Zhang Shuxing, Golbraikh Alexander, Tropsha Alexander
The Laboratory for Molecular Modeling, Division of Medicinal Chemistry and Natural Products, School of Pharmacy, University of North Carolina at Chapel Hill, North Carolina 27599-7360, USA.
J Med Chem. 2006 May 4;49(9):2713-24. doi: 10.1021/jm050260x.
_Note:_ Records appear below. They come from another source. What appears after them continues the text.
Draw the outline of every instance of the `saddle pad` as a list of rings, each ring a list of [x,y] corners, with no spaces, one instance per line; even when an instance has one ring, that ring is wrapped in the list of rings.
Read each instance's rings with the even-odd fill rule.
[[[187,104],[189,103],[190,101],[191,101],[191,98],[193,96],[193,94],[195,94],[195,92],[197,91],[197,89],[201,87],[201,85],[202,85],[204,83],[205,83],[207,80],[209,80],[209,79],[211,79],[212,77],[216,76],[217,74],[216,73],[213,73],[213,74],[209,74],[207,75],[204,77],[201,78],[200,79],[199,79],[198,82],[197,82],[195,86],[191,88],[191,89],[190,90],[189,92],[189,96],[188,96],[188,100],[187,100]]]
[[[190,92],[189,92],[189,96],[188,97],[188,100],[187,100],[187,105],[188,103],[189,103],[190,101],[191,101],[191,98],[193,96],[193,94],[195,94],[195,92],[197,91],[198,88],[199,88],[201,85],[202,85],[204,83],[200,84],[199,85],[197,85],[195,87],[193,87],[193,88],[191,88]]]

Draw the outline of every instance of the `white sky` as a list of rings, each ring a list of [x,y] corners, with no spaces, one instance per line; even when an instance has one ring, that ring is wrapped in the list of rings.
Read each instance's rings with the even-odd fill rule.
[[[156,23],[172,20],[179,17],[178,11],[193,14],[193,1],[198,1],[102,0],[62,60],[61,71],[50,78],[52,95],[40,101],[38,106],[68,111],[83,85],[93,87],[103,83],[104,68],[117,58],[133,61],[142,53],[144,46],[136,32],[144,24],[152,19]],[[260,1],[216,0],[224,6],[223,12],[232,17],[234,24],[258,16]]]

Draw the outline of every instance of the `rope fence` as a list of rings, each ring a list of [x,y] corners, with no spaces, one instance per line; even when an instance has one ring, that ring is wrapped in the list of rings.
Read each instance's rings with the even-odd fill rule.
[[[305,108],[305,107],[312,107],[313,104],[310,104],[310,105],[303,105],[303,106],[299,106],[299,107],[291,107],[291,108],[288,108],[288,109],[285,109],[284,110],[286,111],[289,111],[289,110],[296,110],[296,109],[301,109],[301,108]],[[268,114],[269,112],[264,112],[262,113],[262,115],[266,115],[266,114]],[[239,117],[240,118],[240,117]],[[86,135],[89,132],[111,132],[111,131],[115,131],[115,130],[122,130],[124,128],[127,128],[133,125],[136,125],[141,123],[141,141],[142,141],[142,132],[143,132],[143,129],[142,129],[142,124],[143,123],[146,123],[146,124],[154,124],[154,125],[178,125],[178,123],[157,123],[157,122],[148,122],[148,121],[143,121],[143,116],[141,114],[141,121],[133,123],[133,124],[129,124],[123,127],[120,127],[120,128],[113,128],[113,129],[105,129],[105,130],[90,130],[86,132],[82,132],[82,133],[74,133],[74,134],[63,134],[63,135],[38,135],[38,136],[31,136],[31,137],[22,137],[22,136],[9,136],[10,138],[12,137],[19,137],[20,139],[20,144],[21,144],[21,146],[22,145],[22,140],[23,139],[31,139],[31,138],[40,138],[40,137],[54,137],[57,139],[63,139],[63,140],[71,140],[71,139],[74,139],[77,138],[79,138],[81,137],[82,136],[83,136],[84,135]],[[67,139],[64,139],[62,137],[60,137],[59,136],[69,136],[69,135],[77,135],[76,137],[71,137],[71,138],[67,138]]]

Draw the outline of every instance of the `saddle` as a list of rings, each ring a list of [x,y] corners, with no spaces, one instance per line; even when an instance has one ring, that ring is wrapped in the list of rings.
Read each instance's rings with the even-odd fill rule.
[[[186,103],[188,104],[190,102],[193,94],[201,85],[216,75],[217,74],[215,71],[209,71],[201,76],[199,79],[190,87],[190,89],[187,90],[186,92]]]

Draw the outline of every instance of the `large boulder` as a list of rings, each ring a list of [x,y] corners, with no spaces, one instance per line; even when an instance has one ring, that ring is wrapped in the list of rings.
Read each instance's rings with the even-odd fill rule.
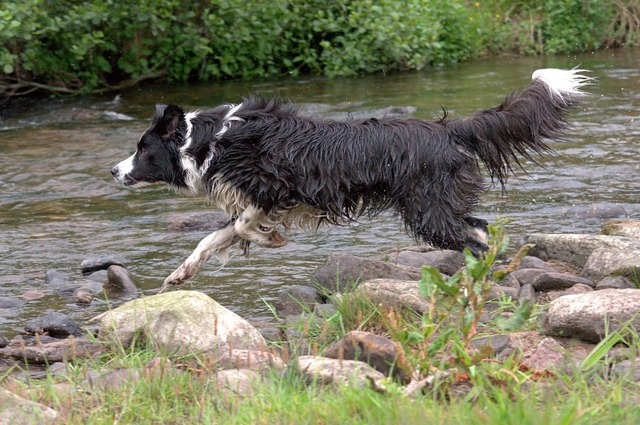
[[[385,377],[381,372],[358,360],[300,356],[294,361],[293,367],[309,382],[334,387],[349,385],[376,388]]]
[[[249,322],[197,291],[175,291],[130,301],[101,318],[101,338],[130,346],[142,338],[167,353],[227,355],[229,348],[266,350]]]
[[[627,323],[640,329],[639,311],[637,289],[603,289],[566,295],[549,305],[543,331],[547,335],[597,343],[607,332],[620,330]]]
[[[409,308],[417,313],[429,311],[429,301],[420,295],[417,280],[373,279],[362,283],[354,291],[376,304]]]

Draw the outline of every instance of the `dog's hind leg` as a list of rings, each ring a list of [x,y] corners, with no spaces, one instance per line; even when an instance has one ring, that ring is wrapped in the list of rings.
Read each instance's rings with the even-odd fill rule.
[[[170,285],[179,285],[185,280],[191,279],[214,254],[220,258],[220,261],[226,263],[228,260],[227,251],[239,240],[240,236],[235,232],[234,222],[230,221],[225,227],[216,230],[200,241],[189,258],[165,279],[160,292],[166,291]]]
[[[286,245],[288,241],[274,230],[275,224],[277,223],[270,221],[264,211],[249,206],[236,219],[234,229],[236,234],[244,240],[265,248],[279,248]]]

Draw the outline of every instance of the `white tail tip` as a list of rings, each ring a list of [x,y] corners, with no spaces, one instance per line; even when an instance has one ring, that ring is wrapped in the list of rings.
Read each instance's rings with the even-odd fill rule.
[[[540,80],[549,87],[556,96],[564,99],[567,95],[571,97],[581,97],[586,95],[580,90],[581,87],[591,84],[592,77],[583,75],[589,72],[584,69],[538,69],[533,73],[531,79]]]

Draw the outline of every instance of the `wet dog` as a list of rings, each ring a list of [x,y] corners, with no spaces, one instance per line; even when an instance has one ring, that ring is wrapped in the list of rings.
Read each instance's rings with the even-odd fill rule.
[[[167,279],[191,278],[240,242],[287,243],[277,228],[316,230],[394,209],[407,232],[438,248],[486,249],[487,222],[471,214],[492,182],[504,185],[519,157],[550,149],[590,78],[542,69],[498,107],[462,119],[331,121],[295,105],[251,97],[238,105],[185,113],[157,106],[136,152],[111,173],[126,187],[166,183],[202,195],[230,215]],[[479,161],[478,161],[479,160]]]

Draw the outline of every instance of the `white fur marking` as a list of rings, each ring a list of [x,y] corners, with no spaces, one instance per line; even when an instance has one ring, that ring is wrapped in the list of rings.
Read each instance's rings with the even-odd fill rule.
[[[227,115],[225,115],[224,118],[222,119],[222,128],[220,129],[220,131],[218,131],[216,133],[216,137],[220,137],[224,133],[226,133],[227,130],[229,130],[229,128],[231,128],[231,123],[233,121],[244,122],[244,119],[242,119],[240,117],[234,117],[233,116],[233,114],[238,112],[238,110],[240,108],[242,108],[242,103],[240,103],[238,105],[229,105],[229,111],[227,112]]]
[[[531,79],[540,80],[551,89],[551,92],[563,99],[568,95],[570,97],[582,97],[586,93],[580,90],[581,87],[588,85],[593,78],[580,74],[588,72],[584,69],[538,69],[533,73]]]

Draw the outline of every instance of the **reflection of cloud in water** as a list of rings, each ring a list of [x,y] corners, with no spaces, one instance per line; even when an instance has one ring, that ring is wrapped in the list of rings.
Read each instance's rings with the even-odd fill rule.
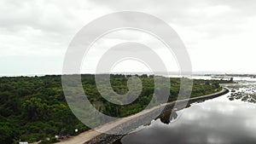
[[[182,110],[168,125],[160,119],[122,139],[125,143],[256,143],[256,105],[227,95]],[[179,112],[177,112],[179,115]]]

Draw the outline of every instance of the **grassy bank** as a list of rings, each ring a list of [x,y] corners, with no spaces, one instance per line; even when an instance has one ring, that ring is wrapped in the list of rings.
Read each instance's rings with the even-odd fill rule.
[[[97,91],[94,75],[83,75],[82,84],[90,101],[100,112],[113,117],[138,112],[149,103],[154,94],[154,78],[140,76],[143,91],[131,104],[119,106],[107,101]],[[111,84],[119,94],[128,91],[130,76],[112,75]],[[194,80],[191,97],[219,90],[218,80]],[[171,78],[168,101],[177,100],[180,78]],[[78,135],[89,130],[72,113],[67,105],[61,76],[0,78],[0,143],[15,141],[55,141],[56,135]],[[78,129],[79,132],[74,130]],[[46,140],[47,138],[49,138]]]

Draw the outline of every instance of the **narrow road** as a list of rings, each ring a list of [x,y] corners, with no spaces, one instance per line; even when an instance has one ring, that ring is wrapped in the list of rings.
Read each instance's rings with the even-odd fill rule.
[[[100,131],[108,131],[108,130],[111,130],[111,129],[113,129],[113,128],[114,128],[114,127],[116,127],[119,124],[125,124],[125,123],[130,121],[131,119],[139,118],[142,115],[144,115],[148,112],[153,112],[155,109],[160,108],[160,107],[173,105],[176,102],[182,102],[182,101],[189,101],[189,101],[191,101],[191,100],[196,101],[196,100],[207,99],[207,97],[210,98],[210,97],[212,97],[214,95],[219,96],[221,95],[226,94],[226,92],[227,92],[227,89],[223,89],[221,91],[216,92],[214,94],[210,94],[210,95],[203,95],[203,96],[200,96],[200,97],[186,99],[186,100],[181,100],[181,101],[172,101],[172,102],[169,102],[169,103],[162,104],[160,106],[157,106],[157,107],[152,107],[150,109],[142,111],[142,112],[140,112],[138,113],[136,113],[134,115],[131,115],[131,116],[129,116],[129,117],[126,117],[126,118],[123,118],[118,119],[118,120],[113,121],[113,122],[105,124],[100,126],[98,129],[99,129]],[[84,144],[84,142],[89,141],[90,140],[100,135],[102,133],[99,133],[97,131],[90,130],[83,132],[83,133],[79,134],[79,135],[76,135],[76,136],[71,137],[69,139],[61,141],[61,142],[57,142],[56,144]]]

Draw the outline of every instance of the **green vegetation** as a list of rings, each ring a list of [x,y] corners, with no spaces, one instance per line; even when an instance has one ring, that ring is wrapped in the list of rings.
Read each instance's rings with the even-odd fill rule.
[[[114,91],[125,94],[131,76],[112,75]],[[154,93],[154,78],[140,76],[143,91],[131,104],[113,105],[102,98],[95,84],[94,75],[83,75],[82,83],[90,101],[100,112],[115,117],[125,117],[142,111]],[[192,97],[220,89],[217,80],[194,80]],[[169,101],[175,101],[180,78],[171,78]],[[56,135],[78,135],[89,130],[69,109],[61,87],[61,76],[0,78],[0,143],[19,141],[51,143]],[[48,140],[47,140],[48,139]]]

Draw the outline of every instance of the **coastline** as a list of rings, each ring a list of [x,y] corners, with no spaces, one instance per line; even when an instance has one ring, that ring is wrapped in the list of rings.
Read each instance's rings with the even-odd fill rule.
[[[118,119],[117,121],[110,122],[108,124],[105,124],[102,126],[100,126],[98,129],[101,130],[101,131],[108,131],[108,130],[114,130],[119,125],[122,125],[123,128],[126,129],[134,129],[140,126],[137,124],[137,121],[142,120],[143,118],[146,118],[147,117],[150,117],[152,113],[159,112],[160,109],[162,110],[161,113],[164,113],[167,111],[170,111],[173,108],[173,107],[176,105],[177,110],[185,108],[187,105],[189,105],[194,102],[201,101],[206,101],[212,98],[216,98],[218,96],[221,96],[223,95],[225,95],[229,93],[230,90],[226,88],[223,88],[221,91],[212,93],[210,95],[206,95],[199,97],[195,98],[189,98],[189,99],[184,99],[184,100],[179,100],[175,101],[168,103],[162,104],[160,106],[154,107],[148,110],[142,111],[138,113],[136,113],[134,115]],[[187,105],[184,105],[184,103],[187,103]],[[152,119],[151,119],[152,120]],[[148,121],[148,123],[151,122]],[[119,130],[117,129],[117,130]],[[108,134],[102,134],[100,132],[95,131],[93,130],[90,130],[87,131],[84,131],[78,135],[75,135],[73,137],[71,137],[67,140],[61,141],[61,142],[57,142],[56,144],[96,144],[96,143],[111,143],[113,142],[115,140],[120,138],[122,135],[108,135]]]

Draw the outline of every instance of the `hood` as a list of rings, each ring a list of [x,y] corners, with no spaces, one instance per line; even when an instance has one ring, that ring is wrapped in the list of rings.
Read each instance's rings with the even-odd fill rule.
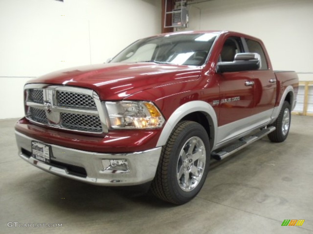
[[[101,64],[49,73],[28,83],[77,86],[95,91],[101,100],[119,100],[137,92],[197,79],[201,67],[154,63]]]

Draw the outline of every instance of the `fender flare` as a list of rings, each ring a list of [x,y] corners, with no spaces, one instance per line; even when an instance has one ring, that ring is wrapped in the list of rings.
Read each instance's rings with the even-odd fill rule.
[[[295,99],[295,94],[294,91],[293,87],[291,85],[290,85],[287,86],[287,88],[286,88],[286,89],[284,91],[284,93],[283,94],[283,95],[281,96],[281,98],[280,98],[279,105],[278,106],[276,106],[274,107],[274,110],[273,111],[273,113],[272,114],[272,120],[270,123],[271,124],[273,123],[278,117],[278,115],[279,115],[279,112],[283,106],[283,104],[284,104],[284,101],[286,98],[287,95],[290,92],[291,92],[292,94],[292,96],[291,97],[292,100],[290,100],[291,109],[292,110],[295,108],[295,103],[294,102],[294,100]]]
[[[188,114],[199,111],[203,112],[210,116],[214,128],[213,132],[217,131],[217,118],[212,106],[203,101],[192,101],[182,105],[173,112],[162,129],[156,147],[162,146],[166,144],[171,133],[181,119]],[[216,137],[214,137],[213,146],[215,145],[216,139]]]

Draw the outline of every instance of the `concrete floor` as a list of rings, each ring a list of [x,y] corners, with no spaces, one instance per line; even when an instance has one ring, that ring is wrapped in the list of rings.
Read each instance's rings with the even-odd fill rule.
[[[313,117],[292,117],[286,141],[264,137],[213,162],[201,192],[180,206],[41,171],[17,155],[16,119],[0,120],[0,233],[313,233]]]

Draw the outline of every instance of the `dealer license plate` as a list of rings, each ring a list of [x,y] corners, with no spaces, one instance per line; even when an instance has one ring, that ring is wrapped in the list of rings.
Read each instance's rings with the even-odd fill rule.
[[[45,162],[50,161],[50,146],[45,144],[32,142],[32,154],[36,159]]]

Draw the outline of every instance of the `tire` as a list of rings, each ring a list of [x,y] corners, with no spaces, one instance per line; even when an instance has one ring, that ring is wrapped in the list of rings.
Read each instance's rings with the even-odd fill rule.
[[[182,121],[175,126],[162,149],[151,190],[156,197],[180,205],[200,191],[208,171],[209,138],[196,122]]]
[[[273,142],[282,142],[288,136],[290,128],[291,115],[290,104],[285,101],[277,119],[269,126],[276,127],[275,131],[267,135],[269,139]]]

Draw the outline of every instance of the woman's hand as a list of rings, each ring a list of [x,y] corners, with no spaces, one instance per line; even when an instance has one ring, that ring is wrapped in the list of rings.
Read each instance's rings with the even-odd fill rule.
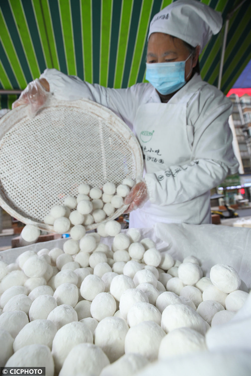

Novel geometrical chemical descriptors have been derived on the basis of the computational geometry of protein-ligand interfaces and Pauling atomic electronegativities (EN). Delaunay tessellation has been applied to a diverse set of 517 X-ray characterized protein-ligand complexes yielding a unique collection of interfacial nearest neighbor atomic quadruplets for each complex. Each quadruplet composition was characterized by a single descriptor calculated as the sum of the EN values for the four participating atom types. We termed these simple descriptors generated from atomic EN values and derived with the Delaunay Tessellation the ENTess descriptors and used them in the variable selection k-nearest neighbor quantitative structure-binding affinity relationship (QSBR) studies of 264 diverse protein-ligand complexes with known binding constants. Twenty-four complexes with chemically dissimilar ligands were set aside as an independent validation set, and the remaining dataset of 240 complexes was divided into multiple training and test sets. The best models were characterized by the leave-one-out cross-validated correlation coefficient q(2) as high as 0.66 for the training set and the correlation coefficient R(2) as high as 0.83 for the test set. The high predictive power of these models was confirmed independently by applying them to the validation set of 24 complexes yielding R(2) as high as 0.85. We conclude that QSBR models built with the ENTess descriptors can be instrumental for predicting the binding affinity of receptor-ligand complexes.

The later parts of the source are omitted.